The demented high ceilings: you, too, can pay APS to air-condition the stratosphere!
These places make our early 1970s houses look good by comparison. Our design is more intelligent. No stupid plant shelves. No stratosphere-high ceilings. Gas service, so you can have a real stove if you want one. Only drawback is the proximity to the slums on the west side of Conduit of Blight and to the north of Gangbanger’s Way, and consequently the crime level and the ever-present stoned-out transients. But that can be dealt with by a good, loud dog.
Mr. WonderAccountant is about to retire. Their son and his young wife took up residence in the West Valley, and they’ve been urging the WA’s to move out there: just now they live right across the street from the Funny Farm. WonderAccountant herself does NOT want to go. She likes it here. But…if they do one day move, you can be sure Tony will glom that place, too. About the only way I could keep him out of it would be to buy it myself and rent it, or sell it to someone of my choice. I actually could… Even without selling my own house, I could probably buy that place with cash.
But I’d sure druther not….
Don’t know what the jerk is doing to the place across the street, but after weeks of daily banging around, his crew are STILL deconstructing and reconstructing over there. Presumably they will make it a drug rehab half-way house or an institution for raving lunatics. If I’m going to move away from whatever gem he’s installing over there, I do need to get on the stick…get sold and moved before he puts a public nuisance in there that will make it impossible to sell this place for the going rate….which of course I would need to clear in order to get into someplace comparable somewhere else.
Hadn’t considered Arrowhead before…but now it’s definitely on the radar. Encanto — where DXH and I first lived, in an absolutely gorgeous 1929 house — has the same issues as the ’Hood does: crime and bums. But look at this little cutie. That is right around the corner from where we lived, literally: we were at 326 on the next street south of Encanto. The Encanto area and its adjacent, ritzier Palmcroft district are just flat overrun with derelicts, burglars, and wannabe rapists. Hence the bars on all the doors in this little house. Probably all the windows are alarmed — or not: actually, those old-fashioned crank windows with the steel frames are hard to break into.
Eight and a quarter for THIS????? What ARE they smoking?

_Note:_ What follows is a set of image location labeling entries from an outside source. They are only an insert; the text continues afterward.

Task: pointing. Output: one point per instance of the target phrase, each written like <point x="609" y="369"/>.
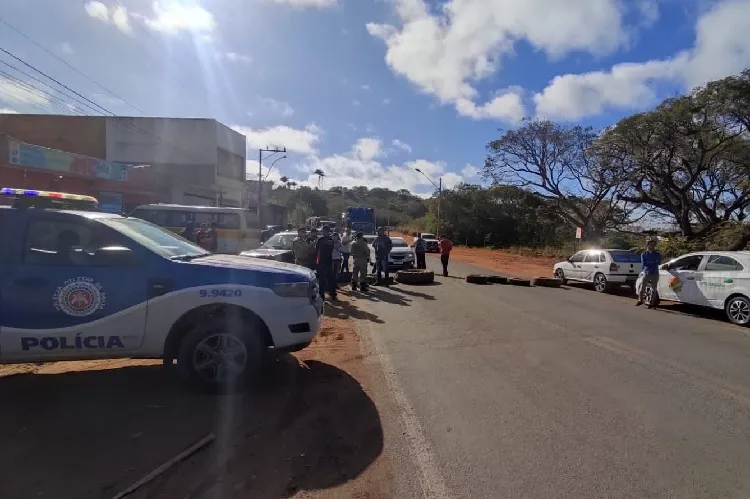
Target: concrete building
<point x="183" y="160"/>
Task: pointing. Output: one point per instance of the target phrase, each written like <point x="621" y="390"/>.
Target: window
<point x="578" y="257"/>
<point x="625" y="256"/>
<point x="157" y="239"/>
<point x="691" y="262"/>
<point x="593" y="257"/>
<point x="721" y="263"/>
<point x="65" y="242"/>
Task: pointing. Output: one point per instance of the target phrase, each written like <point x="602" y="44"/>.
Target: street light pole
<point x="439" y="187"/>
<point x="260" y="185"/>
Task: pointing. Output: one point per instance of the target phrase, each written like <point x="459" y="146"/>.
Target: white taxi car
<point x="604" y="268"/>
<point x="715" y="279"/>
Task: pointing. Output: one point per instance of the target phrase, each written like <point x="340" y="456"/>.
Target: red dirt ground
<point x="78" y="430"/>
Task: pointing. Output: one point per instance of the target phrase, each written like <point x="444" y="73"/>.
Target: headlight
<point x="293" y="289"/>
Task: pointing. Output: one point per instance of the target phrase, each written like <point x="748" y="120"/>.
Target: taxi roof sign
<point x="9" y="191"/>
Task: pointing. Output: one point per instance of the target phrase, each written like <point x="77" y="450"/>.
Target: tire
<point x="497" y="279"/>
<point x="546" y="282"/>
<point x="737" y="309"/>
<point x="415" y="276"/>
<point x="206" y="339"/>
<point x="651" y="296"/>
<point x="476" y="279"/>
<point x="519" y="282"/>
<point x="600" y="283"/>
<point x="560" y="274"/>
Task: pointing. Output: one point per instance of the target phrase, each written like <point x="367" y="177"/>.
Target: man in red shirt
<point x="445" y="252"/>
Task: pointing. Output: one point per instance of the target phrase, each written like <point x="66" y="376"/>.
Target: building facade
<point x="175" y="160"/>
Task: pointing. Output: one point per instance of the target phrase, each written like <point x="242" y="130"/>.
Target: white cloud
<point x="302" y="141"/>
<point x="443" y="53"/>
<point x="173" y="17"/>
<point x="307" y="3"/>
<point x="278" y="107"/>
<point x="401" y="145"/>
<point x="238" y="58"/>
<point x="368" y="148"/>
<point x="16" y="93"/>
<point x="720" y="49"/>
<point x="117" y="15"/>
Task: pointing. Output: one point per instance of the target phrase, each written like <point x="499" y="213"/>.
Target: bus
<point x="236" y="228"/>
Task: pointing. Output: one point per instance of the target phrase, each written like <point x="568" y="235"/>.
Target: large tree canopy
<point x="554" y="160"/>
<point x="687" y="159"/>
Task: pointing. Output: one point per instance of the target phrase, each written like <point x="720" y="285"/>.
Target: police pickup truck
<point x="87" y="285"/>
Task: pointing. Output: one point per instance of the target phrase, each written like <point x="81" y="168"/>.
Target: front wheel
<point x="221" y="355"/>
<point x="600" y="283"/>
<point x="560" y="274"/>
<point x="738" y="310"/>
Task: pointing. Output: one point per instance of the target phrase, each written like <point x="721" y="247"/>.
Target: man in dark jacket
<point x="324" y="249"/>
<point x="383" y="246"/>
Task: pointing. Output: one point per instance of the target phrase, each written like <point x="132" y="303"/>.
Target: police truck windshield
<point x="158" y="240"/>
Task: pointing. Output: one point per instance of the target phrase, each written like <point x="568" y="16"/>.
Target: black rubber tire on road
<point x="234" y="329"/>
<point x="497" y="279"/>
<point x="476" y="279"/>
<point x="519" y="282"/>
<point x="560" y="274"/>
<point x="415" y="276"/>
<point x="547" y="282"/>
<point x="737" y="309"/>
<point x="651" y="296"/>
<point x="601" y="285"/>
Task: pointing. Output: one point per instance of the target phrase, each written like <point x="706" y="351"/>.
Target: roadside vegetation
<point x="681" y="171"/>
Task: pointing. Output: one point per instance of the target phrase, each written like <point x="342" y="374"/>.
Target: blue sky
<point x="369" y="91"/>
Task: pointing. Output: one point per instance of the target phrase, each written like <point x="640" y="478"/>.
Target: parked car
<point x="714" y="279"/>
<point x="401" y="256"/>
<point x="604" y="268"/>
<point x="278" y="247"/>
<point x="79" y="285"/>
<point x="432" y="245"/>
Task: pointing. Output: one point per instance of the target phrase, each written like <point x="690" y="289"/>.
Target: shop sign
<point x="43" y="158"/>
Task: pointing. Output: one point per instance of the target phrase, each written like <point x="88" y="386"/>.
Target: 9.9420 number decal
<point x="216" y="293"/>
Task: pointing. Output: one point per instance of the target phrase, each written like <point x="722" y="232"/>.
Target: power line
<point x="69" y="65"/>
<point x="56" y="81"/>
<point x="45" y="84"/>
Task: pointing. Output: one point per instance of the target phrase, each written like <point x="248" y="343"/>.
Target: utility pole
<point x="260" y="184"/>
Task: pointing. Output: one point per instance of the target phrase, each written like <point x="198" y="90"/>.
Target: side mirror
<point x="114" y="256"/>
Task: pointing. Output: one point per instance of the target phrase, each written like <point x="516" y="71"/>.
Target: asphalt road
<point x="500" y="391"/>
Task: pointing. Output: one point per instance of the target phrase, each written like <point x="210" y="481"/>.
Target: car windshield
<point x="280" y="241"/>
<point x="625" y="256"/>
<point x="159" y="240"/>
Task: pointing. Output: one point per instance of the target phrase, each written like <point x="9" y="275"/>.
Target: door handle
<point x="31" y="282"/>
<point x="158" y="287"/>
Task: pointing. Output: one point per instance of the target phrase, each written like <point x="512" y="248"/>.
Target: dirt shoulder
<point x="509" y="264"/>
<point x="90" y="429"/>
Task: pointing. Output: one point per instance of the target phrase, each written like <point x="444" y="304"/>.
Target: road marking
<point x="430" y="479"/>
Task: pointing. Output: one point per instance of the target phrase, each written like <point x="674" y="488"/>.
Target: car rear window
<point x="625" y="256"/>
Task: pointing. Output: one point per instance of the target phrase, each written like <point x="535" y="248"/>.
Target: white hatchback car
<point x="715" y="279"/>
<point x="602" y="267"/>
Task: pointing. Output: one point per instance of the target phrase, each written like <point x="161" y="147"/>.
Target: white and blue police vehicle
<point x="89" y="285"/>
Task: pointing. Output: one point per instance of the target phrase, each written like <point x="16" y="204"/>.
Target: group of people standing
<point x="206" y="236"/>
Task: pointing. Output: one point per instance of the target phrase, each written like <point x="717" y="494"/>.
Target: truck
<point x="360" y="219"/>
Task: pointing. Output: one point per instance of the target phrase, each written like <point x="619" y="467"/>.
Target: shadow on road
<point x="344" y="309"/>
<point x="89" y="434"/>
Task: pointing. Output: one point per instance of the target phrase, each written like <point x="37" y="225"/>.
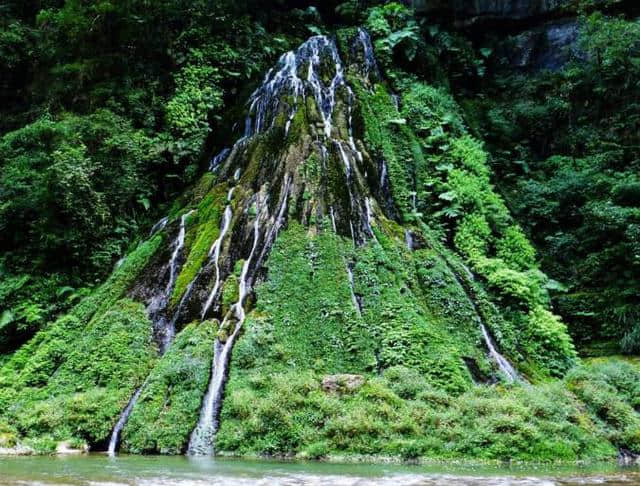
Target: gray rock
<point x="547" y="47"/>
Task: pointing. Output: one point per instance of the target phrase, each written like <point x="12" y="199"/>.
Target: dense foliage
<point x="511" y="220"/>
<point x="564" y="146"/>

Whoa!!! Lookit this! Dayum! Right on the fringe of Darkest North Central! It’s a little too close to Glendale, a large and noisy thoroughfare. But it’s in a pretty tony area….the price is a little alarmingly low for that part of town. Wonder what’s wrong with it? All you can tell from these images is that it needs to have the backyard landscaped. I could easily do without my swimming pool…and look at all the space for one’s German shepherd to run around back there. Hm.
I’m afraid the racket from Glendale would be unacceptable, though.
Another one down in that area. It’s a cute little house. Pretty much in the middle of the neighborhood — relatively quiet, one presumes. Floors need to be redone: that could be an expensive proposition. The bamboo patio is a little weird — presumably the jungle is for privacy, since the thing is in the front. And personally, I really don’t like electrical lines spanning the pool. They may not be legal: today the code says you can’t build a pool beneath electric lines.
Uh oh! Just remembered I need to go to the store….and eeek! It’s almost noon. Thank the heavens for Instacart!
Whaddaya think, dear readers? Hold the fort? Or take the path of least resistance and move, before Tony installs whatever malign disaster he’s working on?